Since COVID, threats to local school officials have nearly tripled, research finds
When Sarah Leonardi filed to run for Florida’s Broward County School Board in 2019, she had no idea what she was getting into.
Leonardi won and took office in late 2020 in the middle of the pandemic. It was tumultuous. Gov. Ron DeSantis threatened to withhold school funding after the board defied his masking ban. Angry over mask mandates, some parents sent vitriolic emails and made veiled threats.
But as COVID rates began to ebb, new flashpoints emerged. In the fall of 2021, Leonardi chaperoned an elementary school field trip to a local bar and grill that happened to be gay-owned. Some conservative media ran with the story.
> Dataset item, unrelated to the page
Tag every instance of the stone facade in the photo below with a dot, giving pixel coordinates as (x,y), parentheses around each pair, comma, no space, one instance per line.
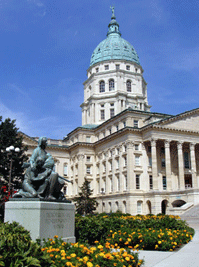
(136,161)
New threats poured in.
“Some of them were like ‘You can’t outrun my Glock 9mm gun’ [and] ‘Take a dirt nap,’ ” Leonardi recalled in an interview with NPR. “One was like, ‘Sell that b**** as a sex slave to ISIS,’ which was oddly specific.”
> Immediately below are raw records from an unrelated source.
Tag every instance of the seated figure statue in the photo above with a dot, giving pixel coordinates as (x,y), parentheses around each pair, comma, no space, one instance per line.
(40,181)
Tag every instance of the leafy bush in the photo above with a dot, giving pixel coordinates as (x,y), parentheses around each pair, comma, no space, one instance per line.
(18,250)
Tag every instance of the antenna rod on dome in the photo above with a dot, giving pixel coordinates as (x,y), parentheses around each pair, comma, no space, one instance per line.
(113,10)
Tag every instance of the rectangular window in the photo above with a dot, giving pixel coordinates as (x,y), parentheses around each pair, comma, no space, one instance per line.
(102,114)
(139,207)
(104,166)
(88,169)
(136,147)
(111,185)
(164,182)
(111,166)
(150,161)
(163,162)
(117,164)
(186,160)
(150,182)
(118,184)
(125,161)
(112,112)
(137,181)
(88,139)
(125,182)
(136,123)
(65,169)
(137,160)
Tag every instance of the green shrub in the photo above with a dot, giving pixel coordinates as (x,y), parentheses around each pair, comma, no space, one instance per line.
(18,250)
Leonardi says she still receives threats when conservative media occasionally republishes the school field trip story.
“I’ll get an email or a phone call about it, just telling me what a horrific person I am,” she says.
Harassment and threats up 170%
Leonardi’s experience captures how threats against local school officials across the U.S. have shifted and grown, according to researchers at Princeton University. They conducted what they say is the largest and most comprehensive study of its kind in the country. Princeton’s Bridging Divides Initiative interviewed Leonardi along with 38 other school board officials. They also surveyed more than 820 school board officials with a group called CivicPulse. Using open-source material, investigators documented threats and harassment against school officials from November 2022 through April 2023, and the same period two years later. They found such incidents rose by 170%.
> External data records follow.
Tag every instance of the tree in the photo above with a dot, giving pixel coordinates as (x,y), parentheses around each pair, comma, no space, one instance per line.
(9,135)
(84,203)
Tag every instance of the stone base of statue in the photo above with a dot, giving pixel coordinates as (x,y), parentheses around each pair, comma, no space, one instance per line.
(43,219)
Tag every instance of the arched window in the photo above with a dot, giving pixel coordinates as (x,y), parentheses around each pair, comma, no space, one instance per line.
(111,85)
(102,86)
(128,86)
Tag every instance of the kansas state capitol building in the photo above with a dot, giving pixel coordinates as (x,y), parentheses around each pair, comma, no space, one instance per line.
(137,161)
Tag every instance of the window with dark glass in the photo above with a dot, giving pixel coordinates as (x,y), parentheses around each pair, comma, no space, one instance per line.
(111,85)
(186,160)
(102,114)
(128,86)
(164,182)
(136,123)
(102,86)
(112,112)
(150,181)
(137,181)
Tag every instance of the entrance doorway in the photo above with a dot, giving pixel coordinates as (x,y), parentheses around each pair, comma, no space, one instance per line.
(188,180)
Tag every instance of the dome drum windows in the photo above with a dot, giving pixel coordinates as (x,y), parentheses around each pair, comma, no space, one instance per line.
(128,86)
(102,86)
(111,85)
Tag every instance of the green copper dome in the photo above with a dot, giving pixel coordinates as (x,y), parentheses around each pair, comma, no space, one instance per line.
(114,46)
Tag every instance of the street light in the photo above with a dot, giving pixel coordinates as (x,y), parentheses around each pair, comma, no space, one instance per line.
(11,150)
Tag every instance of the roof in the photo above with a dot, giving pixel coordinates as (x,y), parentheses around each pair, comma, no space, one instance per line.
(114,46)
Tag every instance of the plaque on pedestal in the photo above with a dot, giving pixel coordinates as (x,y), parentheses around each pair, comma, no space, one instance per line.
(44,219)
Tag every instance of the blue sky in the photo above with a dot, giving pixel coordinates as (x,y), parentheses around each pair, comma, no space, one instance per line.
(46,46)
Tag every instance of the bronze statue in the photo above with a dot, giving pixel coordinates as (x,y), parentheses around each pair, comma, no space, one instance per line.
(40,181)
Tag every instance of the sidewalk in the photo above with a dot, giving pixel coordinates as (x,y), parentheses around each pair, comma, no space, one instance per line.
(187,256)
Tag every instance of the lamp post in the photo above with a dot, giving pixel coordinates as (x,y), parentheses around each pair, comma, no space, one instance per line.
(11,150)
Bridging Divides says some of the local cases corresponded with national attacks on diversity, equity and inclusion initiatives as well as on LGBTQ+ policies. Roudabeh Kishi, the project’s chief research officer, says the targets held a variety of political views.
“This isn’t really like a partisan issue,” she says. “We’re seeing really similar reports of experiences (on) all sides of the political spectrum.”
In addition to Leonardi, NPR interviewed six other current or former school board officials who said they had been targets of harassment or threats. They said the anger and distrust that developed during the pandemic helped fuel and shape future disputes over cultural issues.
“The pandemic started this conversation about what are individual freedoms,” says Alexandria Ayala, a former school board member in Florida’s Palm Beach County. “What can a government tell me to do or not do?”
A second “Civil War” in Gettysburg
Al Moyer, who’s now in his ninth year on the Gettysburg Area School Board in Pennsylvania, says battles over masking frayed relationships in the district. Then, in 2023, some people in the community became uncomfortable with a tennis coach who was transitioning to female and had used the girls locker room.
Moyer said one resident called a Republican board member who opposed renewing the coach’s contract a “Nazi” to her face. He says his wife lost friends over the controversy.
“Those two situations really caused a kind of second Civil War battle in Gettysburg,” Moyer says. “It was pretty ugly.”
School board members have to navigate fights over genuine issues, but increasingly they have to grapple with fake ones as well. Russell Devorsky, who recently retired after 14 years on a school board in suburban Waco, Texas, says false stories on social media sow confusion and fuel harassment. “I am consistently and constantly harangued with individuals saying, ‘Well, kids are dressing up like cats, and they have litter boxes in bathrooms,’ ” says Devorsky. “Even though there’s never been a school district that had that situation, people believe it.”
“Like pushing a wet rope up a hill”
Even ordinary issues — such as the construction of a new band hall — can be targets of misinformation, Devorksy says. He says there were false claims on social media that the hall wouldn’t be ready on time and that students wouldn’t have instruments. Trying to set people straight who consider comments on Facebook community pages authoritative is exhausting, Devorsky says. “It’s kind of like pushing a wet rope up a hill,” he says.
The Princeton researchers worry that harassment could drive some school board members to leave public service — which they are monitoring — or avoid engaging on controversial topics. But Sarah Leonardi, the one who took the students to the gay-owned restaurant, says she isn’t quitting because she feels like she’s still making a difference.
“Ultimately, I decided to move forward and run again,” Leonardi says. “That is just a sacrifice — or a vulnerability — I’m willing to accept for now.”